CAVIA - "Più che cavia, pensate a me come una nave rompighiaccio... Uno strumento per entrare in un mondo nuovo. Era la prima esperienza del sistema, sono felice di averne fatto parte. Sì, il ghiaccio è rotto, l’importante è che intorno non righiacci tutto. Che rimanga una traccia su cui ripartire. Questo è stato l’anno 0: difficile per tutti, dalla società ai ragazzi fino all’allenatore. Ma il prossimo sarà l’anno 1: non è il mio lavoro suggerire agli altri club di fare una loro U23, ma cito solo il caso della Spagna campione del mondo 2010. Aveva 19 giocatori con 900 presenze nelle seconde squadre. Un giorno, magari, anche in Italia si farà come nell’Ajax, in cui ci sono 5-6 ragazzi che ruotano sempre tra prima, seconda squadra e Primavera: è il modello vincente".
ALLENARE OGGI - "Anche su questo ho trovato difficoltà: al di là dell’allenamento, le ore che passano in campo sono molto minori rispetto al passato. Sempre attaccati a pc e telefonini, vivono in un mondo che non è reale. Io ho esordito a 16 anni al Vicenza ed ero una mosca bianca, il più giovane dopo Roberto Baggio. Ai miei compagni di allora è mancata la possibilità unica che hanno i miei ragazzi: possono sbagliare, correggersi, crescere. Quattro vanno alla Continassa e si allenano con Ronaldo: non capita a tutti...".
PRIVILEGIATI - "In campo gli avversari pensano solo ad approfittare delle nostre debolezze, usano la malizia. Certo, ci chiamiamo Juventus, ma non parlerò male delle altre società: so quanto è difficile fare calcio in Serie C visto che vengo da quelle realtà. Qualche singolo? Serve tempo e pazienza. All’estero i giocatori stanno diversi anni nelle seconde squadre: un esempio è Nolito, ora al Siviglia, ma a lungo nel Barça B. Prima ho citato Muratore, ma sono tanti i giovani che alleviamo. Nicolussi Caviglia ha dimostrato grandi tempi di gioco. Di Pardo, classe ‘99, ne ha saltate poche, come Olivieri"

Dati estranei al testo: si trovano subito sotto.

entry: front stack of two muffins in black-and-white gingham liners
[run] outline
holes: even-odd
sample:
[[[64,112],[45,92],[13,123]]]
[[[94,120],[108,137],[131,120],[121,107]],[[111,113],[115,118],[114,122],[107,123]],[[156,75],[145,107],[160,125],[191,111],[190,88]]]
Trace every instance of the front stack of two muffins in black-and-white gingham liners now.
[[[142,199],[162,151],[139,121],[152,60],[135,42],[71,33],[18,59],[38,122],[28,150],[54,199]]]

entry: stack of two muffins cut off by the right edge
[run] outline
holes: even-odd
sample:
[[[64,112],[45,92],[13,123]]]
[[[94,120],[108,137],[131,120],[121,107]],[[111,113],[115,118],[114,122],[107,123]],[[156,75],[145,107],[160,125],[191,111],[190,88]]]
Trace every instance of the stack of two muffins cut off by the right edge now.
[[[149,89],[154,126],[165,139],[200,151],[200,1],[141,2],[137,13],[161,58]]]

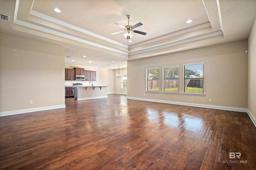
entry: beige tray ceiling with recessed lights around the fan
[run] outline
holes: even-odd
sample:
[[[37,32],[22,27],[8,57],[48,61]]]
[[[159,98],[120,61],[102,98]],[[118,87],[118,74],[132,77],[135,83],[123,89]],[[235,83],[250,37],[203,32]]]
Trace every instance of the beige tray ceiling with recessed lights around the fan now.
[[[117,69],[129,60],[247,39],[255,11],[256,0],[2,0],[0,14],[10,21],[0,20],[0,32],[61,45],[67,64]],[[126,15],[129,25],[143,24],[134,30],[147,33],[132,33],[131,43],[125,31],[110,34],[124,30],[114,23],[128,25]]]

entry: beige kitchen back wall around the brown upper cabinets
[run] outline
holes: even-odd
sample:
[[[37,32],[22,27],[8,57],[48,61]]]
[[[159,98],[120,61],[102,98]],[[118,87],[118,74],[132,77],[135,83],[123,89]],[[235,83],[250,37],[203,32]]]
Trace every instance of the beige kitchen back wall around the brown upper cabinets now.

CON ALLEGRI - "Con Max ho giocato a Pescara: nel momento più duro mi è stato vicino, mi ha detto di star calmo. Con il suo vice Landucci ho giocato a Firenze, eravamo in campo nella finale Uefa 1990: ai tempi la Juve era una rivale, poi quando arrivi qua capisci perché vince. La concentrazione è costante, il senso di appartenenza enorme: i miei ragazzi che si sono allenati con la BBC lo hanno visto da vicino".